Présentant son ''Rapport sur le livre numérique'' lors des Assises du livre numérique, Bruno Patino eut une phrase lourde de sens : « La dématérialisation du livre, c’est avant tout sa fragmentation ». L’analyste aux airs de jeune premier mit ainsi fort judicieusement le doigt sur l’un des effets les plus étranges de l’environnement numérique : la mise en cause des unités qui avaient jusqu’ici cours dans le monde du livre et le développement de services présentant de façon isolée ce qui est traditionnement regroupé. Ce raisonnement est vrai tant des contenants (et notamment des livres électroniques qui ne proposent qu’une offre éditoriale partielle en signant des contrats d’exclusivité avec organes de presse ou éditeurs) que des contenus (avec la mise en place de DOI à qui nous avons récemment consacré un billet).

Cet identifiant, se situant à une autre échelle que le livre tel que nous le connaissons, permet en effet de constituer des unités logiques regroupant plusieurs livres (série, collection…) ou, à l’inverse, d’isoler les parties constitutives d’un livre afin de les proposer à la vente. À l’aide de cet outil, les bases de données comme Electre ou les librairies en ligne comme Amazon pourront opérer dans un cadre qui ne sera plus normé par un ISBN, qui fait de la publication la seule unité viable, ce qui pose un problème tout juste esquissé par les rares personnes s’intéressant au sujet : brouillant les frontières existant entre livre et document, les DOI tendent à confondre plus qu’à distinguer ce qui relève du fait d’une publication (faire paraître un écrit possédant un sens et une unité) et de la constitution d’un système d’information (permettre l’accès à un ensemble de données quel que soit leur mode d’organisation et de diffusion).

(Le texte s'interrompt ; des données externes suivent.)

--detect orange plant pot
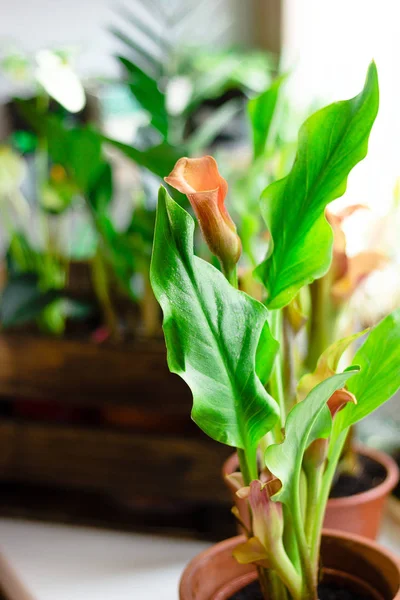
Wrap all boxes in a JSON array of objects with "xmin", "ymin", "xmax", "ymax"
[
  {"xmin": 179, "ymin": 530, "xmax": 400, "ymax": 600},
  {"xmin": 222, "ymin": 445, "xmax": 399, "ymax": 540}
]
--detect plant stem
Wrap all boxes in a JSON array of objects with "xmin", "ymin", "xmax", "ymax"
[
  {"xmin": 221, "ymin": 263, "xmax": 238, "ymax": 289},
  {"xmin": 292, "ymin": 474, "xmax": 317, "ymax": 600},
  {"xmin": 282, "ymin": 307, "xmax": 297, "ymax": 412},
  {"xmin": 237, "ymin": 448, "xmax": 253, "ymax": 485},
  {"xmin": 305, "ymin": 271, "xmax": 336, "ymax": 373},
  {"xmin": 270, "ymin": 309, "xmax": 286, "ymax": 427},
  {"xmin": 269, "ymin": 539, "xmax": 304, "ymax": 600},
  {"xmin": 310, "ymin": 429, "xmax": 348, "ymax": 570},
  {"xmin": 257, "ymin": 567, "xmax": 289, "ymax": 600}
]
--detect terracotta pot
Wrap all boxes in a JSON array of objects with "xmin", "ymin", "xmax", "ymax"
[
  {"xmin": 222, "ymin": 445, "xmax": 399, "ymax": 540},
  {"xmin": 179, "ymin": 530, "xmax": 400, "ymax": 600}
]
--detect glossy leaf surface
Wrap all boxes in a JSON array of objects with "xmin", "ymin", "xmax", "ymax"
[
  {"xmin": 335, "ymin": 308, "xmax": 400, "ymax": 429},
  {"xmin": 151, "ymin": 188, "xmax": 278, "ymax": 448},
  {"xmin": 247, "ymin": 76, "xmax": 285, "ymax": 160},
  {"xmin": 256, "ymin": 63, "xmax": 379, "ymax": 309}
]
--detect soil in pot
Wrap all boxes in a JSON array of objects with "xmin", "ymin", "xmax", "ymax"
[
  {"xmin": 229, "ymin": 581, "xmax": 376, "ymax": 600},
  {"xmin": 329, "ymin": 454, "xmax": 387, "ymax": 498}
]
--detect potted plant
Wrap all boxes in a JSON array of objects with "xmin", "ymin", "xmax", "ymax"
[{"xmin": 150, "ymin": 64, "xmax": 400, "ymax": 600}]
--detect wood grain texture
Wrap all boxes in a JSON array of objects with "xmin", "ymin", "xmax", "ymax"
[
  {"xmin": 0, "ymin": 421, "xmax": 231, "ymax": 503},
  {"xmin": 0, "ymin": 334, "xmax": 192, "ymax": 415}
]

Au regard de cet identifiant, le livre ne fait plus pleinement sens : la reliure, et plus largement tout ce qui vient conférer une unité à la « liasse » de papier, n’est plus que l’un des modes de présentation d’écrits se prêtant à d’autres configurations en fonction des attentes de ceux qui se les approprient. L’usage pourrait à l’avenir définir la forme que prend la publication : celle-ci pourrait être organisée de manière linéaire afin de répondre à une volonté « d’immersion » propre à la fiction, de manière fragmentaire afin de s’inscrire dans une lecture proche du « picorage » ou de la consultation, de manière transversale afin de constituer un itinéraire au sein d’un ensemble d’écrits d’ores et déjà constitué… La lecture prendrait alors presque le dessus sur l’imprimé en décidant non seulement de la valeur qu’il s’agit de lui prêter mais également de la forme qu’adopterait l’objet auquel elle entend se consacrer.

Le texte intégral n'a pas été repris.